Thursday December 22 2022
Buyers at tobacco auction in Blantyre, Malawi.

Buyers at the tobacco auction in Blantyre, southern Malawi. The UN has said that children who should be in school are working on tobacco farms in Malawi. PHOTO | FILE | AFP


The UN said Wednesday that large numbers of children working on tobacco farms in Malawi are missing school and urged the country’s government and tobacco companies there to step up human rights protection across the supply chain.

According to the 13 UN-appointed independent human rights experts, the reported cases affect over 7,000 adults and 3,000 children.

They also added that “in the aftermath of Covid -19, more than 400,000 pupils were reported not to have returned to school”.

 “That tobacco farms are usually located in remote areas, limiting access to assistance, defences against labour rights abuses, and protections against people trafficking,” the experts said.

Subsistence farming

Malawi has population of 18 million people and most rely on subsistence farming but the food supply situation is precarious because of climate effects.


Along with other neighbouring countries, it has been hit by adverse weather including stormy rains and strong winds and is facing a challenging economic and humanitarian situation.

Last month, the International Monetary Fund (IMF) approved $88.3 million in emergency financing support to Malawi.

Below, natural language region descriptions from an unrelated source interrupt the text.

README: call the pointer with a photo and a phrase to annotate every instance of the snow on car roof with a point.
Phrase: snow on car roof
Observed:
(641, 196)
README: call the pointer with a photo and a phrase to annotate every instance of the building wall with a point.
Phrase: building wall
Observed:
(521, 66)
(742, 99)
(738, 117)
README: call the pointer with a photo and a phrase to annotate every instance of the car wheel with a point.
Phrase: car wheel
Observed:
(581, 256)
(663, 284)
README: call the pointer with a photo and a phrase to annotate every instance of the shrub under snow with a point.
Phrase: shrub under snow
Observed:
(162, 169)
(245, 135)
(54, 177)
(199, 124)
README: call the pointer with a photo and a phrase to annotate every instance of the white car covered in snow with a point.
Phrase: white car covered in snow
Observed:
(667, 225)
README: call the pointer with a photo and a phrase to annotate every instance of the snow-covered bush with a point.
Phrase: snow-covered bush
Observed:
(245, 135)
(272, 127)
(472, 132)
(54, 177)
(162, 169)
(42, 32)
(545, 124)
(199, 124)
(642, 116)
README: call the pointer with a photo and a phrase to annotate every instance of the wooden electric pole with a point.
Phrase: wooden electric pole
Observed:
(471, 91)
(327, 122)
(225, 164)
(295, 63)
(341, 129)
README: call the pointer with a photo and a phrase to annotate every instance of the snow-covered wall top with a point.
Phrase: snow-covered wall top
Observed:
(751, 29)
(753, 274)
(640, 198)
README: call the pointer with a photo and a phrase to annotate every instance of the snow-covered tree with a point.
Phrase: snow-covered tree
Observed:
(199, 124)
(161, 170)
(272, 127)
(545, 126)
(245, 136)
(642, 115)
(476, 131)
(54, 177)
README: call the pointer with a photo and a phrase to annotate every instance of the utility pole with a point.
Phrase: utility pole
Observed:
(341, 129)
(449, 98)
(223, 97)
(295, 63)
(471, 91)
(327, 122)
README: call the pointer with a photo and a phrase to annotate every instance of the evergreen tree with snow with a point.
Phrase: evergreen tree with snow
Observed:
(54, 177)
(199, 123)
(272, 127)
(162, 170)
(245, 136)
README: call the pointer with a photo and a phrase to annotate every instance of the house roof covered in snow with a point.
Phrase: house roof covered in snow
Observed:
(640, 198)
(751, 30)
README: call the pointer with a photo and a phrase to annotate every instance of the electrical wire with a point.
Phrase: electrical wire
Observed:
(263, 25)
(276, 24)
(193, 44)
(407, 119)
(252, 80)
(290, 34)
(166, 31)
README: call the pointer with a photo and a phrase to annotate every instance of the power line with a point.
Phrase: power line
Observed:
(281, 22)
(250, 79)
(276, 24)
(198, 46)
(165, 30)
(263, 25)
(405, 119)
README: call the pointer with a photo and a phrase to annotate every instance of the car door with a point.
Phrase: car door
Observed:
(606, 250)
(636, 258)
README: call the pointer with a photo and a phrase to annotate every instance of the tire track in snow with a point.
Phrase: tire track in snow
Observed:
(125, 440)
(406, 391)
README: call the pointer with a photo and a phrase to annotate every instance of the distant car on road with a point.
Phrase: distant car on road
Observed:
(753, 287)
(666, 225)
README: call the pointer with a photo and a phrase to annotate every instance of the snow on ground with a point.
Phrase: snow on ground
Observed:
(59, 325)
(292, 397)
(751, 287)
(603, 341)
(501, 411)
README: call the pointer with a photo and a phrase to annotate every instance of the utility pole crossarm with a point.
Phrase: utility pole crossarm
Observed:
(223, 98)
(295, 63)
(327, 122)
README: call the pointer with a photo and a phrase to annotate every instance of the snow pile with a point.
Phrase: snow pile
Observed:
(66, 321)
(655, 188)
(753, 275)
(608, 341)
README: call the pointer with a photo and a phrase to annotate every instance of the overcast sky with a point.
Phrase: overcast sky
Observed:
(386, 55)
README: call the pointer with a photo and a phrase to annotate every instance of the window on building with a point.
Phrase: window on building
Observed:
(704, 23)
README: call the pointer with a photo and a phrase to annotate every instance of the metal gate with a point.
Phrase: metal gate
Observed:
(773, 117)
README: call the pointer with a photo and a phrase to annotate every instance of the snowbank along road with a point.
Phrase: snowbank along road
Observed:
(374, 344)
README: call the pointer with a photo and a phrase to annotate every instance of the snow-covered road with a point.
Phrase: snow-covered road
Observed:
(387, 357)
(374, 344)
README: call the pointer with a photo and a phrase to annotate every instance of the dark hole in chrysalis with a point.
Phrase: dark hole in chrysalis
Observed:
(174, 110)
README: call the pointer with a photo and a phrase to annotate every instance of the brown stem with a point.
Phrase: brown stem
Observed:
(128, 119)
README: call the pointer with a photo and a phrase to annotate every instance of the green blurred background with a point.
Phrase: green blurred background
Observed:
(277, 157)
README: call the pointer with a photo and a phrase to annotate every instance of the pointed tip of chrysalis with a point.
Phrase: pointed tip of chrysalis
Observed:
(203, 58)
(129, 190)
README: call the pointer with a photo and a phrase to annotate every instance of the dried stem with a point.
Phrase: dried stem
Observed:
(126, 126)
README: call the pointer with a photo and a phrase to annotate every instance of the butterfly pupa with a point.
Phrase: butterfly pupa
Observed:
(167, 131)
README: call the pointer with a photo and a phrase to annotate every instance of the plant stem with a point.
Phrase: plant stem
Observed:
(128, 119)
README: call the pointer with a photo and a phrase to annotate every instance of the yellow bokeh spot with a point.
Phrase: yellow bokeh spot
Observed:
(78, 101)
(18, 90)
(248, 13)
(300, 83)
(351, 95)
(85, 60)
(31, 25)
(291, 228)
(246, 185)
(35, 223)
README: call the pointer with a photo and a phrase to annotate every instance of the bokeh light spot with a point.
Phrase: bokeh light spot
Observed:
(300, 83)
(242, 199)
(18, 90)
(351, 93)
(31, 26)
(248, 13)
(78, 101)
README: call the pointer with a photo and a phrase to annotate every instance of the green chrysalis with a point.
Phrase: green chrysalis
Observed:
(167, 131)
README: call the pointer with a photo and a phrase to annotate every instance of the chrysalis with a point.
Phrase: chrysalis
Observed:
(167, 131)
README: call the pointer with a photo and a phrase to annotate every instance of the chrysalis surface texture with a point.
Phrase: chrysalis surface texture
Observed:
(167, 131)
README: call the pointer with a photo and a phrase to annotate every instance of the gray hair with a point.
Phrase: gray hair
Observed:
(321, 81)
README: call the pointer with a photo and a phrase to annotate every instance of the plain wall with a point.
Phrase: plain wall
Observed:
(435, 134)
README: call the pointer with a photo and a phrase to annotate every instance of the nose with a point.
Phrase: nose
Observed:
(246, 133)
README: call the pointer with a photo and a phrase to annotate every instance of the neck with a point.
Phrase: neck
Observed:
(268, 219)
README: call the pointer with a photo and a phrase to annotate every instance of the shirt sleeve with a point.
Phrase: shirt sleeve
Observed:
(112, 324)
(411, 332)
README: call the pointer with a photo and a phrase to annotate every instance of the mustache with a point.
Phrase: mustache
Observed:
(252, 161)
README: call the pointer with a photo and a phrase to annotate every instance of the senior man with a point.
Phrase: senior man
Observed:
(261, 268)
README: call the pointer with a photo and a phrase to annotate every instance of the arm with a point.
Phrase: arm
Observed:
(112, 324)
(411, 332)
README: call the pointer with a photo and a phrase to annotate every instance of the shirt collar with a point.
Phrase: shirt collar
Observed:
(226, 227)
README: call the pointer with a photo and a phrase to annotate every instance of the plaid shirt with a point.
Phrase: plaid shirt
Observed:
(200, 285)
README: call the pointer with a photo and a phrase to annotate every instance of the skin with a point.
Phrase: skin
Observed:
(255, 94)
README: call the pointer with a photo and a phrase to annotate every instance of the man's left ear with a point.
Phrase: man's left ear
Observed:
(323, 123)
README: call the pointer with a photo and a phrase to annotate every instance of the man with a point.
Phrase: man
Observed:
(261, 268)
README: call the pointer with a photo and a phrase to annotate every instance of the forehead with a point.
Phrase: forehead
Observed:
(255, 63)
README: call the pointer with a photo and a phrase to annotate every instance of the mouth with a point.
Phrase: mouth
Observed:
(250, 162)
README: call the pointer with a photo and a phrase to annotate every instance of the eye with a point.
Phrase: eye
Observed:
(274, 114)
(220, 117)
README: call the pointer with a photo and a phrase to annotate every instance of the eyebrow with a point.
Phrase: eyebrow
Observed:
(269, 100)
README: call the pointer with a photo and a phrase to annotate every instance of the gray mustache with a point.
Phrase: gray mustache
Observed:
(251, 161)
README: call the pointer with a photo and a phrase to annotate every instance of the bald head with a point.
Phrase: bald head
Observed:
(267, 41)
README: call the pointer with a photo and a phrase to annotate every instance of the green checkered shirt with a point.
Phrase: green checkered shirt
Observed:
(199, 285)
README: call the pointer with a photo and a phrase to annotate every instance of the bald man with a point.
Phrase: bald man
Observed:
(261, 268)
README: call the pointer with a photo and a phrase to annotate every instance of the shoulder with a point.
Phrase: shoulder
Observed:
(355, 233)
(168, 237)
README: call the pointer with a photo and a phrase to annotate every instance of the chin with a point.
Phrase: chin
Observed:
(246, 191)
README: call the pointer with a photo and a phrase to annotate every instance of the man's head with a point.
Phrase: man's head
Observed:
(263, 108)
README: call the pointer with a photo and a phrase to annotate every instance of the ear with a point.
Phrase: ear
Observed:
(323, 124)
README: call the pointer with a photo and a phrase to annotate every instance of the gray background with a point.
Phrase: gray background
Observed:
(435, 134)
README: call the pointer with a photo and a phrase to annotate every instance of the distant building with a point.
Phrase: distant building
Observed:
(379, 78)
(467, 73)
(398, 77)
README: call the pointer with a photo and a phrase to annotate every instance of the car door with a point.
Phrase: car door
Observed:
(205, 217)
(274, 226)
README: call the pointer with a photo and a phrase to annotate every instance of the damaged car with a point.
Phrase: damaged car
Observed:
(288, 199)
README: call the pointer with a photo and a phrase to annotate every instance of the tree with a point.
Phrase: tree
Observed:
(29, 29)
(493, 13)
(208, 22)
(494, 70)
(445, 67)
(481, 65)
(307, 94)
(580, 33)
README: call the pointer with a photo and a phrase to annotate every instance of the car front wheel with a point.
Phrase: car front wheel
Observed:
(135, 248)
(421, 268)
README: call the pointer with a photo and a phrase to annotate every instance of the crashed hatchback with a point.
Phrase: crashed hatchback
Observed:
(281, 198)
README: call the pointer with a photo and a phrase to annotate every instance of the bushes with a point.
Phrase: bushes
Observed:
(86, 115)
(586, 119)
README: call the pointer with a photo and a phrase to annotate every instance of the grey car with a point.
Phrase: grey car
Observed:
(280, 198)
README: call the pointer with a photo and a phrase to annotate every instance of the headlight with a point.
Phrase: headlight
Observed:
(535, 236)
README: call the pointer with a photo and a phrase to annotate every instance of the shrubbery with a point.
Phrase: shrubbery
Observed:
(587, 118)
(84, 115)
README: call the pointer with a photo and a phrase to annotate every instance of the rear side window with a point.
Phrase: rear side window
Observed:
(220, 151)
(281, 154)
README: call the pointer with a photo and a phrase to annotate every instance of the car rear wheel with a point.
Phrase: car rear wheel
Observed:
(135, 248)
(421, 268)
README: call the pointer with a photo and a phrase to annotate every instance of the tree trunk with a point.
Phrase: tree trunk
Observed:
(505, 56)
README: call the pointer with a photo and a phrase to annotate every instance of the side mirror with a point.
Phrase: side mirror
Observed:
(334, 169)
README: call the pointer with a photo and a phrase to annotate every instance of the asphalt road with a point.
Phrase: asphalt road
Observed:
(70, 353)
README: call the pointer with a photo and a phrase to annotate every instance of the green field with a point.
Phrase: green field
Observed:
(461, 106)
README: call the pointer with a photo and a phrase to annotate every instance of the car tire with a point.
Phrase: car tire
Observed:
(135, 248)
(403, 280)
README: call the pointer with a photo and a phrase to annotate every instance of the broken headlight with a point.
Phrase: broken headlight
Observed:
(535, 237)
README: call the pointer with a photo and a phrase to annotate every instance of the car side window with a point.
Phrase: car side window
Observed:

“Food insecurity in Malawi has increased significantly owing to multiple tropical storms, below average crop production, and increasing prices for food and agricultural inputs such as fertiliser and seed,” the IMF said.

As a result, about 20 percent of the population is projected to be acutely food insecure during the upcoming 2022/23 lean season (October 2022-March 2023), or more than twice as many people as in 2021, the IMF added.


The Tropical Cyclone 2022-2023 outlook by FAO recently forecast that the country is likely going to be hit by five cyclones.

“Despite the abolition of the tenancy system, serious concerns persist in relation to risks of trafficking of children and forced labour,” the experts added.

“Countries where tobacco companies are headquartered must strengthen action to prevent trafficking for purposes of child and forced labour.”

Working towards this end, the experts have established dialogue with some of the main tobacco industry companies in Malawi, including British American Tobacco, Imperial, Philip Morris International and Japan Tobacco Group, after human rights abuses were reported within the sector, the UN said.

The experts called for urgent strengthened monitoring, enforcement and business accountability to prevent human rights abuses and ensure that codes of conduct are effectively implemented.